There are two key contributions in this study. First, a new neural network architecture called Compact Seg-UNet, a hybrid of U-Net [30] and SegNet [3], is proposed in this study to predict non-overlapping and overlapping segments separately. Second, to evaluate the segmentation performance of overlapping chromosomes, we modified the dataset construction method used in [12] to generate more realistic images with opaque overlapping regions.

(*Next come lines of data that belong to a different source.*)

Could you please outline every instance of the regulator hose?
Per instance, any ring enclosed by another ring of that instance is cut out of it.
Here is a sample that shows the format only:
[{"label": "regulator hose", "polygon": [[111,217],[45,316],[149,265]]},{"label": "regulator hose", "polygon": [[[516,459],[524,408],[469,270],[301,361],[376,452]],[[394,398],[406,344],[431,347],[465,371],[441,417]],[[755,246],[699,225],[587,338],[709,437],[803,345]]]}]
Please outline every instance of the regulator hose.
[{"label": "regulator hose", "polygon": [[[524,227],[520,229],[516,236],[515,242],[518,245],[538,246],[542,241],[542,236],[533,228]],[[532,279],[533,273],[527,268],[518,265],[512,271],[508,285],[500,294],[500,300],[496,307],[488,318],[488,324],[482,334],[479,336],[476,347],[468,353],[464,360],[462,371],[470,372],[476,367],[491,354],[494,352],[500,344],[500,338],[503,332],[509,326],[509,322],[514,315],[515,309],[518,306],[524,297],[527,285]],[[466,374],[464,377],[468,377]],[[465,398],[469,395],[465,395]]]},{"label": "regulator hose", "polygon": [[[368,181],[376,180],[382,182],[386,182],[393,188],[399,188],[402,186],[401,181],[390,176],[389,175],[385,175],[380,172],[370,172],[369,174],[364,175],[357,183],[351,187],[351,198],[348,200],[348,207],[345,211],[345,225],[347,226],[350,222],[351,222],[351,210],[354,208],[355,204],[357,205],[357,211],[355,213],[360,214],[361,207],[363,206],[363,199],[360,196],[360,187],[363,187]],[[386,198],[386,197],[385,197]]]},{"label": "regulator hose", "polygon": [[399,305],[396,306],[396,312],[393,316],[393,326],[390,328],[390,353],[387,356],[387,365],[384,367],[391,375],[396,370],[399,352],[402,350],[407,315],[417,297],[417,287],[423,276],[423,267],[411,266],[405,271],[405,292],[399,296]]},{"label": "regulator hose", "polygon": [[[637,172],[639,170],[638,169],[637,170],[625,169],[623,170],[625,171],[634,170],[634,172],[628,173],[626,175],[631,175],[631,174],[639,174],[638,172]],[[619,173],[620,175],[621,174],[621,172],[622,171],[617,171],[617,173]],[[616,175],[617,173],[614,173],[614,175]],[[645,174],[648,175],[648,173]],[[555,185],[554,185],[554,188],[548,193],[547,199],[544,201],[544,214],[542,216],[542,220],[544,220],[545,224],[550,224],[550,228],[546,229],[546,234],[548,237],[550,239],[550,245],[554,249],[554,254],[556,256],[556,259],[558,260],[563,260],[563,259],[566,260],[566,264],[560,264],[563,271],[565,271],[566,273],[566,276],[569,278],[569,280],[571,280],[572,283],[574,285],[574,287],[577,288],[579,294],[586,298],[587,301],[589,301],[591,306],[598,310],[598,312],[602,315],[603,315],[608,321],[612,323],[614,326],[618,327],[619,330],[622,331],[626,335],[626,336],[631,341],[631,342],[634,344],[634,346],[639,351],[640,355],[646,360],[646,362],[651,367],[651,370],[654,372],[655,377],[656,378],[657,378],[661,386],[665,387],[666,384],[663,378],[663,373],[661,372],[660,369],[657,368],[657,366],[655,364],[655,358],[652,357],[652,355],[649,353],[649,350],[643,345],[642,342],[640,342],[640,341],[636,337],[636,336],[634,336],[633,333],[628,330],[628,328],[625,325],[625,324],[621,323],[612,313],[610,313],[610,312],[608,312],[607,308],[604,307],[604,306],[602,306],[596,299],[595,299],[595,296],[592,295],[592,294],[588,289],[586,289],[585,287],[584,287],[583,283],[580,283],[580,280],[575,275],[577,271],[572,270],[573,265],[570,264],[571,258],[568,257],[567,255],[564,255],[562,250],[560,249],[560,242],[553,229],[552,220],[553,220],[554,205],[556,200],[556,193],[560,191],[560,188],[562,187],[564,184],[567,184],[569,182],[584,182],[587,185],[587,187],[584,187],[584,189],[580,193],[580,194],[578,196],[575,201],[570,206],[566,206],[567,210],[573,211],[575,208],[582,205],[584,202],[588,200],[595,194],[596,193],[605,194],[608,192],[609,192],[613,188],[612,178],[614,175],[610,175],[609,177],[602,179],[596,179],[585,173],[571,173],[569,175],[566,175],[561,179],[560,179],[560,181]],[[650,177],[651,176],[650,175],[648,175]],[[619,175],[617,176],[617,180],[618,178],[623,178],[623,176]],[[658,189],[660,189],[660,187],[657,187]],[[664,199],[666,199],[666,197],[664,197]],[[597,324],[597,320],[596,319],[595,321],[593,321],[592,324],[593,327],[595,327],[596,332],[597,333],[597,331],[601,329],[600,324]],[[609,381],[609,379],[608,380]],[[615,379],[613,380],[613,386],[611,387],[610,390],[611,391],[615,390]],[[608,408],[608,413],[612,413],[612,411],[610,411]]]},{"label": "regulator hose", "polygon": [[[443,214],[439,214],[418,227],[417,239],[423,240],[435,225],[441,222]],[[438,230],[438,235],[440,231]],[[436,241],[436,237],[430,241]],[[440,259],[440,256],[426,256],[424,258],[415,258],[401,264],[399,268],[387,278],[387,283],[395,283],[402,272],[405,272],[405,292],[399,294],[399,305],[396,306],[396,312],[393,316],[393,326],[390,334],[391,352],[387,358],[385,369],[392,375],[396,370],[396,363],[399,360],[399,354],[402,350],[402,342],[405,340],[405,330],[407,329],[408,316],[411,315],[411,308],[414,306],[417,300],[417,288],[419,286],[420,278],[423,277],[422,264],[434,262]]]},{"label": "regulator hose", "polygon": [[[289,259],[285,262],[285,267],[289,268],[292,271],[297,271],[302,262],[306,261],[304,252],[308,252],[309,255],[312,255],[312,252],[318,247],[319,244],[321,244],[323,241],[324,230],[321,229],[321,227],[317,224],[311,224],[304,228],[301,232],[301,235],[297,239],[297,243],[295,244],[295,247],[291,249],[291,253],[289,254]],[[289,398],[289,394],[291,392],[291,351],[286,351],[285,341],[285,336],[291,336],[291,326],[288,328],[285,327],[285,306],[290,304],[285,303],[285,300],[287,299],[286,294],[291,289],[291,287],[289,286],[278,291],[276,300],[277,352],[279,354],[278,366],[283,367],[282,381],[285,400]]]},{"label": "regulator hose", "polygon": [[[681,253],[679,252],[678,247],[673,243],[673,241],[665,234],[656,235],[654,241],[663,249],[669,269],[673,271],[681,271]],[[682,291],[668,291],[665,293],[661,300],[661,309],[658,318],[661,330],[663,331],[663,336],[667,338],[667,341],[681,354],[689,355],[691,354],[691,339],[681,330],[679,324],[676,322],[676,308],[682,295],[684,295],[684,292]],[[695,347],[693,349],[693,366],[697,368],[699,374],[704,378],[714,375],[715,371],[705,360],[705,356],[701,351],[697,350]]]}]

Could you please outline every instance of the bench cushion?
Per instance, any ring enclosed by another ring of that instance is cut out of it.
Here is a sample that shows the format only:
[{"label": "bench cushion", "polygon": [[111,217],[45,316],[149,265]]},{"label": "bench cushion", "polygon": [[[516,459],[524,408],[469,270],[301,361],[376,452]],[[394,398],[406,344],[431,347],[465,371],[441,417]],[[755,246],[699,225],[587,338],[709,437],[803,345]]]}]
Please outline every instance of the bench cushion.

The rest of this paper is organized as follows. In Sect. 2, we review several chromosome segmentation methods available in literature. Section 3 first provides details of dataset preparation, then the proposed approaches and the architecture of Seg-UNet & Compact Seg-UNet are introduced. Subsequently, we provide detailed results of the experiments in Sect. 4. Finally, conclusions and future work are given in Sect. 5.

2 Related Work

2.1 Architecture of U-Net and SegNet

Before deep CNNs gain popularity in its application in computer vision, researchers regularly work on object recognition and edge detection. The deep learning methods can achieve significant improvements not only in edge detection but also in pixel-wise semantic segmentation. Different from Fully Convolutional Networks [19], U-Net and SegNet [3, 30] are both designed as encoder-decoder architectures. The encoder path extracts and integrates the interior features of images, while the decoder ensures that the output details and sizes are identical to the input images.

Fig. 2
figure 2

Architecture of U-Net [30]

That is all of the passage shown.